There are many challenges in handling this “next generation” of sequence data, from the highly fragmented nature of the shorter reads generated by the new technologies, to storage, analysis, and computational requirements for such large data volumes. The new technologies typically create large direct storage costs as a result of the imaging data that require post-sequencing processing and analysis. These storage costs have sometimes exceeded reagent costs. However, this large excess storage requirement is primarily for “unprocessed” data and large-scale facilities have streamlined their pipelines to discard images at the earliest possible stage and use standard compression methods for the “processed” data in order to reduce storage requirements and associated costs. For example, the Sequence Read Archive (SRA) (Shumway, Cochrane, and Sugawara, 2010), run by the INSDC partners (http://www.insdc.org) as a raw data repository for data from new sequencing platforms, has adopted more efficient compression routines to deliver a final on-disk footprint some 200- to 500-fold reduced relative to that of raw image-containing sequence data.

However, the absolute data volume, whether stored near to the sequencing machines or compressed in archives, is of less concern than the consistent growth in sequencing capacity.
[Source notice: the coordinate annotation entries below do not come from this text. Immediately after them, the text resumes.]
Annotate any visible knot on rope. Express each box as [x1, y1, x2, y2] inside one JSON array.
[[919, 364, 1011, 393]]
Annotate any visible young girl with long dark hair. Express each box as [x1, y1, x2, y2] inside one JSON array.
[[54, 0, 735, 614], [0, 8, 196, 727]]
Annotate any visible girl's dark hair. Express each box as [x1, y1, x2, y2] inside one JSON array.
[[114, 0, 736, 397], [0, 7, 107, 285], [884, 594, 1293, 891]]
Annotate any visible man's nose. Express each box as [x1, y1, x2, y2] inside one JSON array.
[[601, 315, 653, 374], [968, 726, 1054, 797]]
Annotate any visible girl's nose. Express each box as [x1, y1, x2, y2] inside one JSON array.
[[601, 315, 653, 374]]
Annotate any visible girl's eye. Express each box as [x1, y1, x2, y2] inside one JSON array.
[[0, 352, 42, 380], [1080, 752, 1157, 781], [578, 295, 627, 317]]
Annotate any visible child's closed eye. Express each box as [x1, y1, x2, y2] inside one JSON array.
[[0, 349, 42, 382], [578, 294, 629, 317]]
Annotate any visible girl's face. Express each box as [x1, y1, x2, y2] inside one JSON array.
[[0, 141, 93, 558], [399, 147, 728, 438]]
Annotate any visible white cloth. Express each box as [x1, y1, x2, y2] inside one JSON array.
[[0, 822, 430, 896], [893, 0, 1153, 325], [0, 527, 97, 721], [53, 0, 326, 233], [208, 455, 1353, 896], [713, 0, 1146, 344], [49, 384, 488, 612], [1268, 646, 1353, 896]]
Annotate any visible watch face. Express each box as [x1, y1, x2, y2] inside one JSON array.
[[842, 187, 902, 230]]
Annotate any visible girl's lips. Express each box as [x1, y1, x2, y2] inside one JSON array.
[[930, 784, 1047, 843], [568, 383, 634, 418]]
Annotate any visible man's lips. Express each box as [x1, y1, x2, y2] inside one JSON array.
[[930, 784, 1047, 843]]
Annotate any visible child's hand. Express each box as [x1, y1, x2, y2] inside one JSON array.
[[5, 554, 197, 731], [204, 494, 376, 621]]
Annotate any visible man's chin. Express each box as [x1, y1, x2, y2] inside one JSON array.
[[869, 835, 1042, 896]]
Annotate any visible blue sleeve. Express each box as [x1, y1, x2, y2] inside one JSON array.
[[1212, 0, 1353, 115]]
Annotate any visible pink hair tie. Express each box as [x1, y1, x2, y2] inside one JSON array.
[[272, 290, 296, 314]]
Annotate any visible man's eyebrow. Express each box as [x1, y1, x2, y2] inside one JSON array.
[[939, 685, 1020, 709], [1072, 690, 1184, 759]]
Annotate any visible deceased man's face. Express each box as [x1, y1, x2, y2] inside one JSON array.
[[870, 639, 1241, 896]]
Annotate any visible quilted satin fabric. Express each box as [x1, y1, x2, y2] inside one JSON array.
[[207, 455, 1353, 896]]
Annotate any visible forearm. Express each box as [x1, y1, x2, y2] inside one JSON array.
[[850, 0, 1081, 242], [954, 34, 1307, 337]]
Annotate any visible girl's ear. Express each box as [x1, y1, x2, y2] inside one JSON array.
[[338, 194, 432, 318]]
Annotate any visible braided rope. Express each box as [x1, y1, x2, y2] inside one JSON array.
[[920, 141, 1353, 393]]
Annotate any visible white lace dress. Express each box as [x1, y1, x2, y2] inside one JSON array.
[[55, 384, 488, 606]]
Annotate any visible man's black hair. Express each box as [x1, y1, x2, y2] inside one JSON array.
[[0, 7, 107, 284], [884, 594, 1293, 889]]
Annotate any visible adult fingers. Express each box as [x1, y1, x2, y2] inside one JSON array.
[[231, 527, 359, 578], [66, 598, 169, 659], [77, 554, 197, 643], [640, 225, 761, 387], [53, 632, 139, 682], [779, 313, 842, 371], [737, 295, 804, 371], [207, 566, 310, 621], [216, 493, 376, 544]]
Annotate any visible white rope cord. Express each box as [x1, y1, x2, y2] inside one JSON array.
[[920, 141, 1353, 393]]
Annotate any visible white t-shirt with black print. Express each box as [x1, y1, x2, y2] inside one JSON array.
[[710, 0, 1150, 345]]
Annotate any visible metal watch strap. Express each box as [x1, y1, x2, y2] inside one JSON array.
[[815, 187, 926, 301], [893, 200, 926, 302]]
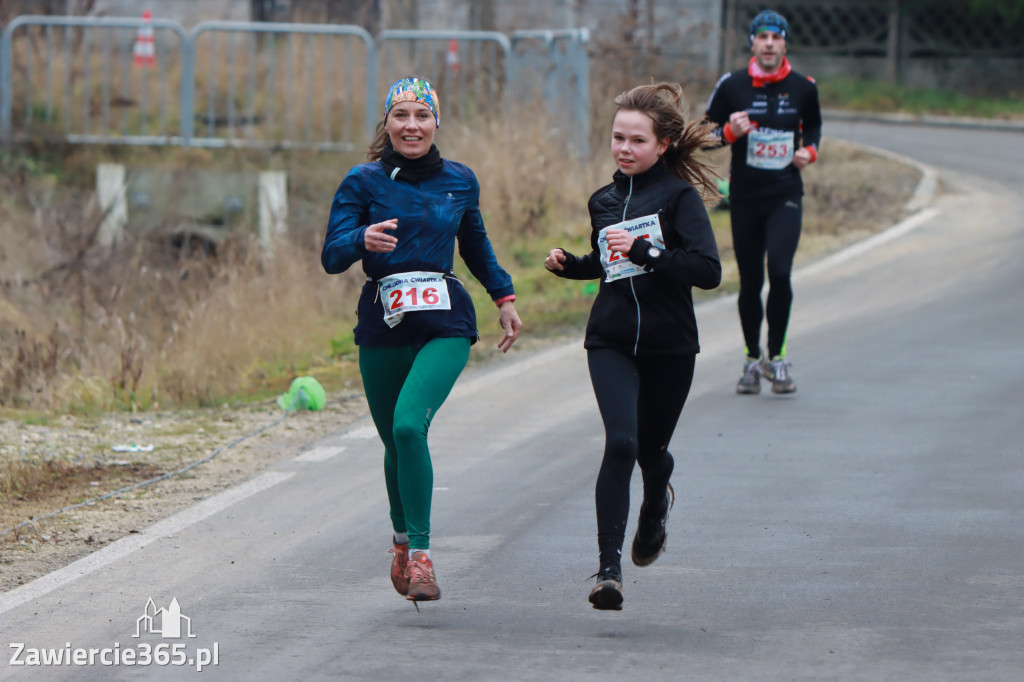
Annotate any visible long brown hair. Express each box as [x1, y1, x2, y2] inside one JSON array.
[[615, 81, 720, 204]]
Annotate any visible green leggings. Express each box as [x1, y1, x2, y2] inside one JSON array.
[[359, 338, 470, 549]]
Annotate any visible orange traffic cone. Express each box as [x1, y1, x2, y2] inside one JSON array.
[[132, 9, 157, 67]]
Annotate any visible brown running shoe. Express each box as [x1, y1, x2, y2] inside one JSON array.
[[388, 543, 409, 595], [406, 552, 441, 601]]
Prior to 2005 the rate of increase in sequencing capacity (doubling time around 18 mo) was close to the rate of increase in disk storage capacity (doubling time between 18 and 24 mo) on a per unit cost basis. This meant that, even with conservative engineering techniques, stable budgeting allowed production sequencing facilities and archival databases to match the increase in sequencing rate with the required storage hardware. The drop in sequencing capacity doubling time without a concomitant decrease in storage costs means either that there must be a progressive reduction in the fraction of sequence data that are stored data or, alternatively, a progressive increase in storage budgets. The latter seems an unattractive and unlikely solution.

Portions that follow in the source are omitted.